Record-breaking fires in California, Oregon and Washington, many sparked by lightning strikes, have burnt huge areas over the last month.
The smoke from the fires has not only reached Vermont, last week it also reached Europe, according to BBC.
The haze was visible last week in the Green Mountain State because of jet stream action.
Although there are photographs and news stories galore about the poor air quality in California because of blazes being battled currently, the haze here was too high to have an impact on breathing, said meteorologist Eric Evenson with the National Weather Service in Burlington.
While tragic, on the eastern part of the country, the effects of the fires have proven photogenic. Shelburne Town Manager Lee Krohn sent a landcape photo of the orange sky.
He recommended paying attention to what you focus on when shooting photos of the haze, particularly if using auto-focus.

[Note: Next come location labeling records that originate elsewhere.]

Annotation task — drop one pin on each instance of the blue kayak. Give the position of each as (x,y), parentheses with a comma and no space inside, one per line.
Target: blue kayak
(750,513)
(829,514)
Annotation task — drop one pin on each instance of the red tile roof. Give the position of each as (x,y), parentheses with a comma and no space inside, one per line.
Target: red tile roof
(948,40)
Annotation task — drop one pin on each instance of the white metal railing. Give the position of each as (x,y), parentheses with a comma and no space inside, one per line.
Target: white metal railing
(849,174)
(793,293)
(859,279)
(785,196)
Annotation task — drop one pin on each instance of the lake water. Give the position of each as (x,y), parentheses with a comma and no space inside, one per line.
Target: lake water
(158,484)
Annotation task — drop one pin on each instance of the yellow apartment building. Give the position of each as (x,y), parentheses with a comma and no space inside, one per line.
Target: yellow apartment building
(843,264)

Evenson said the haze is also not going to have much long-term impact on local weather either, although it might have lowered the temperature last week a degree or two.
“Usually when we get situations where air quality can be an issue from fires, a lot of different fires might be in Quebec and the smoke comes down over our area,” Evenson said. “Because this was transported by the jet stream and so high up in the atmosphere, it allowed it to kind of make for easy conditions.”

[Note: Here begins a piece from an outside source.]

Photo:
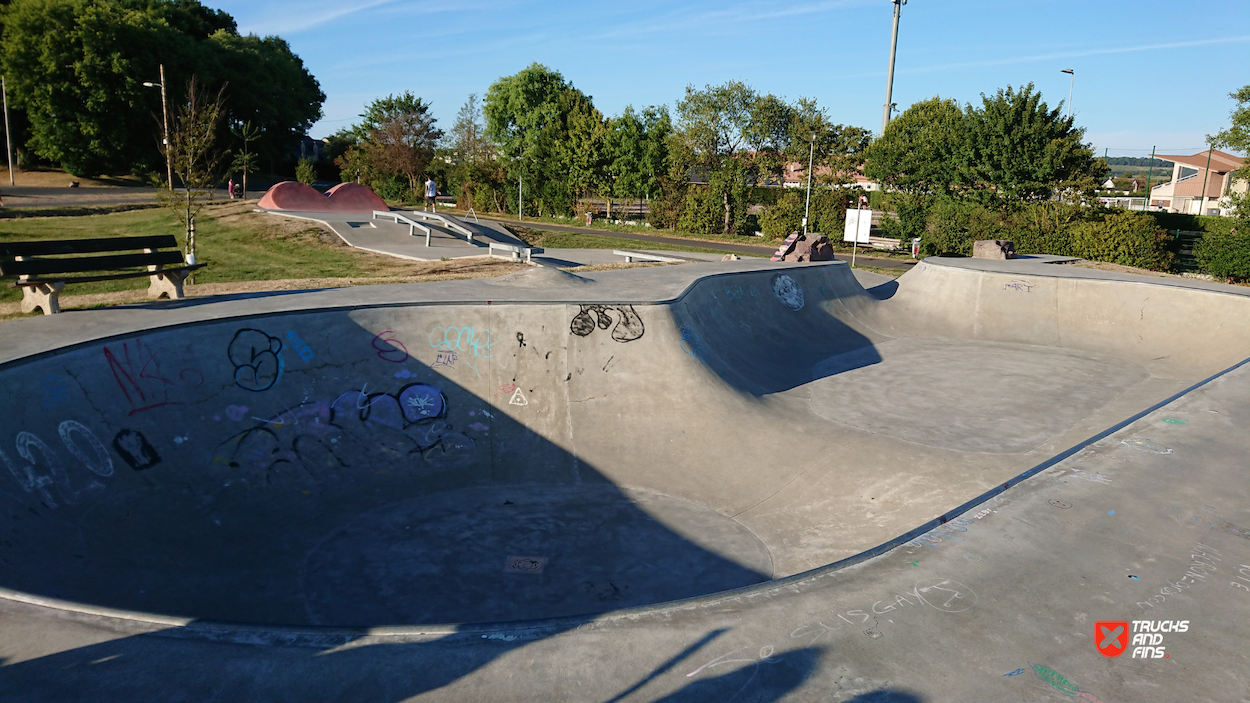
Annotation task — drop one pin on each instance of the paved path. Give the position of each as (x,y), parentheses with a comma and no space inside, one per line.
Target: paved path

If smoke is low enough to impact visibility it can impact air quality.
“It came at such a high level that it is more of a kind of a gee-whiz kind of thing than impactful weather wise,” he said.
Getting smoky haze from fires far away is not a common occurrence but it does happen, Evenson said. Two years ago, smoke from wildfires in western Canada and Alaska made it to the sky over Vermont.

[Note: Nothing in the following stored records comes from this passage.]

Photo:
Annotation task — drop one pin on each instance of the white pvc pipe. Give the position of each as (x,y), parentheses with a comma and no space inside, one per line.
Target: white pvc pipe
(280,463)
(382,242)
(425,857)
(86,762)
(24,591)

The haze moved out at the end of last week when the flow patterns of the jet stream shifted and were coming out of Ontario and Quebec where the sky was clear of smoke.
But, Evenson said, towards the middle of this week it looked like the prevailing winds may have shifted and we may be getting more upper level wind from western Canada and British Columbia.
So, by the time this newspaper has been printed, the sky may have turned hazy again.
Things may be looking up for firefighters and people threatened by fires in Oregon and Washington because this is the time of year when systems carrying precipitation move in, Evenson said.
The bad news for the Golden State is those rainy systems often have a hard time moving down into California, he said.
The outlook for fires is bad into October for California when the prevailing winds often become strong, which helps to spread wildfires, he said.
“I’d venture to say we’re definitely going to see the fire situation persisting in California for quite for quite some time,” Evenson said.
Since the smoke is so high in the atmosphere here, it won’t have much impact on the forecast for winter, he said.
But what will the forecast be?
The official prediction about whether the coming winter will be warm or cold won’t be made until next month. He said the three-month prediction is for normal temperatures and precipitation for us through December.